Control the maximum number of concurrent requests:

evaluateOptions:
maxConcurrency: 10

Or via CLI:

promptfoo eval --max-concurrency 10

The adaptive scheduler will reduce this if rate limits are encountered, but cannot exceed your configured maximum.

Fixed Delay

Add a fixed delay between requests (in addition to any rate limit backoff):

evaluateOptions:
delay: 1000 # milliseconds

Or via CLI:

promptfoo eval --delay 1000

Or via environment variable:

PROMPTFOO_DELAY_MS=1000 promptfoo eval

Backoff Configuration

Promptfoo has two retry layers:

  1. Provider-level retry (scheduler): Retries callApi() with 1-second base backoff, up to 3 times
  2. HTTP-level retry: Retries failed HTTP requests with configurable backoff

Environment variables for the scheduler:

Environment VariableDescriptionDefault
PROMPTFOO_DISABLE_ADAPTIVE_SCHEDULERDisable adaptive concurrency (use fixed)false
PROMPTFOO_MIN_CONCURRENCYMinimum concurrency (floor for adaptive)1
PROMPTFOO_SCHEDULER_QUEUE_TIMEOUT_MSTimeout for queued requests (0 to disable)300000ms

Environment variables for HTTP-level retry:

Environment VariableDescriptionDefault
PROMPTFOO_REQUEST_BACKOFF_MSBase delay for HTTP retry backoff5000ms
PROMPTFOO_RETRY_5XXRetry on HTTP 500 errorsfalse

Example:

PROMPTFOO_REQUEST_BACKOFF_MS=10000 PROMPTFOO_RETRY_5XX=true promptfoo eval

The scheduler's retry handles most rate limiting automatically.

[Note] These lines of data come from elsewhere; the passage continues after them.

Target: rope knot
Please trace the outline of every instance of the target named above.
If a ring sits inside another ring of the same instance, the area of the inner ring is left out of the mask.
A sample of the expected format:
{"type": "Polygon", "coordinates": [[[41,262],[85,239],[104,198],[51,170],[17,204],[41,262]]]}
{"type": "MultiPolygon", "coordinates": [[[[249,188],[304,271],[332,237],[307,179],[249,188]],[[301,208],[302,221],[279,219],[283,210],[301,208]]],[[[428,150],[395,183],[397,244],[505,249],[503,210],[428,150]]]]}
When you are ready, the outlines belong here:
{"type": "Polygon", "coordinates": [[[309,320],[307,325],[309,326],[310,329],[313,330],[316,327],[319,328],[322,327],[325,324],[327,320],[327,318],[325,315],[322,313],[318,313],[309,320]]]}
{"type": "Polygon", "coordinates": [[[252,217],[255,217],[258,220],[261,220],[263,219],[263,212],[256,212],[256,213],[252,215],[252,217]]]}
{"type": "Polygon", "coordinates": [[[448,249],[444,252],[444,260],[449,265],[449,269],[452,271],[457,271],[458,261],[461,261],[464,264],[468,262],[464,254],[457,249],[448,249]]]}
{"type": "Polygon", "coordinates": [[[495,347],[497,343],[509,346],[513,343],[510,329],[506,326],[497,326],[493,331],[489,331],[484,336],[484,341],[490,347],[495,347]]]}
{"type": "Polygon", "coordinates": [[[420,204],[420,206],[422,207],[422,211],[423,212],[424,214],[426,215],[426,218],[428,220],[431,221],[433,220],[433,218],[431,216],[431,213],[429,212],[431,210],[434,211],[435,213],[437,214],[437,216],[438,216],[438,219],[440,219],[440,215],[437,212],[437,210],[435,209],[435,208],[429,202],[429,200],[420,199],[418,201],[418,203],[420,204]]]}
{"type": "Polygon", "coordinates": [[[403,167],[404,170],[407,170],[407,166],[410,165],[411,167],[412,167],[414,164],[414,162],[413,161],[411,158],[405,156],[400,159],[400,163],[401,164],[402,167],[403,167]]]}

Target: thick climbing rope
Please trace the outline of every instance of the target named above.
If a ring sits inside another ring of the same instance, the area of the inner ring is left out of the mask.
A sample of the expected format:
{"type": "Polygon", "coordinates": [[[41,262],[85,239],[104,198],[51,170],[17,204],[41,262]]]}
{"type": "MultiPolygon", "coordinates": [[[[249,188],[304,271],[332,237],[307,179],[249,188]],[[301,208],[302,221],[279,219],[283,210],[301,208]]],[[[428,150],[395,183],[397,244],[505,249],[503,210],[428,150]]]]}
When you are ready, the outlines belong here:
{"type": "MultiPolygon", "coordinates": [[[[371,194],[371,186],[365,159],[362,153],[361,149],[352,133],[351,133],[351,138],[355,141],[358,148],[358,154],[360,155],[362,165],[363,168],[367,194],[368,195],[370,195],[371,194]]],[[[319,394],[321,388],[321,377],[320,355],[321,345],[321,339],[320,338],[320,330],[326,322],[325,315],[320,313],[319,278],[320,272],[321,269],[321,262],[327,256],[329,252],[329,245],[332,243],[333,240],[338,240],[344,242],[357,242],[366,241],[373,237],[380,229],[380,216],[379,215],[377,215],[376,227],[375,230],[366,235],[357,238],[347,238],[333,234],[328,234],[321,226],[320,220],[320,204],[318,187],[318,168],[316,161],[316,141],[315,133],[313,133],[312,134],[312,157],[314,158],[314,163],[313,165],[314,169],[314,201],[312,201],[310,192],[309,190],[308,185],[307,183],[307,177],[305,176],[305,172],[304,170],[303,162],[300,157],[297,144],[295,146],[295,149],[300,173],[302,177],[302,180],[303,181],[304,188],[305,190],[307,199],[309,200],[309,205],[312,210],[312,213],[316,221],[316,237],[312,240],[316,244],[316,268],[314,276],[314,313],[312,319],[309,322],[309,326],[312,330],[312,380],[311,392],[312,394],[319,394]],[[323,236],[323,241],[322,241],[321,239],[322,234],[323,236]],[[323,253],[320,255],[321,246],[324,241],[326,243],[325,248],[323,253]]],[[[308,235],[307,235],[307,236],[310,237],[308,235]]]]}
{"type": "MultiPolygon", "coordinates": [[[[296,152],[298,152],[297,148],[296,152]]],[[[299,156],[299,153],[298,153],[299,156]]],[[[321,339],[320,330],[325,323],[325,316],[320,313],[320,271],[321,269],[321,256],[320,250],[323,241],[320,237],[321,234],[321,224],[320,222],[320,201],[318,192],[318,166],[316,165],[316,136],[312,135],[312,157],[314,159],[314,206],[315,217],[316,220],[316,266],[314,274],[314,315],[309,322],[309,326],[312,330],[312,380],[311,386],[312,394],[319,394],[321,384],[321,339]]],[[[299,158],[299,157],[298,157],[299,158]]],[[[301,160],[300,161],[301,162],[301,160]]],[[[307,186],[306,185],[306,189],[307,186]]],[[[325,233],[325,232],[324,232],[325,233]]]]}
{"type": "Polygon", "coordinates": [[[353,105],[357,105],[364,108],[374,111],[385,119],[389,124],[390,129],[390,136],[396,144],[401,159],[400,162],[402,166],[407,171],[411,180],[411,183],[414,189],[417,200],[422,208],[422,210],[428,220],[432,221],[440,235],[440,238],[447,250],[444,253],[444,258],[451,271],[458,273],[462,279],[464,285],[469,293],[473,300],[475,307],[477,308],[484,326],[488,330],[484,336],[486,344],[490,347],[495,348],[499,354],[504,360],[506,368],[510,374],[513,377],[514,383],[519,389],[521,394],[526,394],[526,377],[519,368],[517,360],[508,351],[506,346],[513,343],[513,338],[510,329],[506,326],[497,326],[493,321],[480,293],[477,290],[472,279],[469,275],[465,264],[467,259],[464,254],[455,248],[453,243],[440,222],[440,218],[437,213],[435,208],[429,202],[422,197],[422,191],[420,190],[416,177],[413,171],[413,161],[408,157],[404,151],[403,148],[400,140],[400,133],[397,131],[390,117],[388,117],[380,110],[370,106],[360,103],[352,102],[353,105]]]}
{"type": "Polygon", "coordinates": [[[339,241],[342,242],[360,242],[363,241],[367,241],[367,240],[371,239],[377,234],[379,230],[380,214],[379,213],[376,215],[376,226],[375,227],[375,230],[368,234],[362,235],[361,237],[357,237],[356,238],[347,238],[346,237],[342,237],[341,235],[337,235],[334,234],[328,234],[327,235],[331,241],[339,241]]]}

The HTTP-level retry provides additional resilience for network issues.

Provider-Specific Notes

OpenAI

OpenAI has separate rate limits for requests and tokens. The scheduler tracks both. For high-volume evaluations:

evaluateOptions:
maxConcurrency: 20 # Scheduler will adapt down if needed

See OpenAI troubleshooting for additional options.

Anthropic

Anthropic rate limits are typically per-minute. The scheduler respects retry-after headers from the API.

Custom Providers

Custom providers trigger automatic retry when errors contain:

  • "429"
  • "rate limit"
  • "too many requests"

To provide retry timing, include headers in your response metadata:

return {
output: 'response',
metadata: {
headers: {
'retry-after': '60', // seconds
},
},
};

Debugging

To see rate limit events, enable debug logging:

LOG_LEVEL=debug promptfoo eval -c config.yaml

Events logged:

  • ratelimit:hit - Rate limit encountered
  • ratelimit:learned - Provider limits discovered from headers
  • ratelimit:warning - Approaching rate limit threshold
  • concurrency:decreased / concurrency:increased - Adaptive concurrency changes
  • request:retrying - Retry in progress

Best Practices

  1. Start with higher concurrency - Set maxConcurrency to your desired throughput; the scheduler will adapt down if needed

  2. Use caching - Enable caching to avoid re-running identical requests

  3. Monitor debug logs - If evaluations are slow, check for frequent ratelimit:hit events

  4. Consider provider tiers - Higher API tiers typically have higher rate limits; the scheduler will automatically use whatever limits the provider allows

Disabling Automatic Handling

The scheduler is always active but has minimal overhead. For fully deterministic behavior (e.g., in tests), use:

evaluateOptions:
maxConcurrency: 1
delay: 1000

This ensures sequential execution with fixed delays between requests.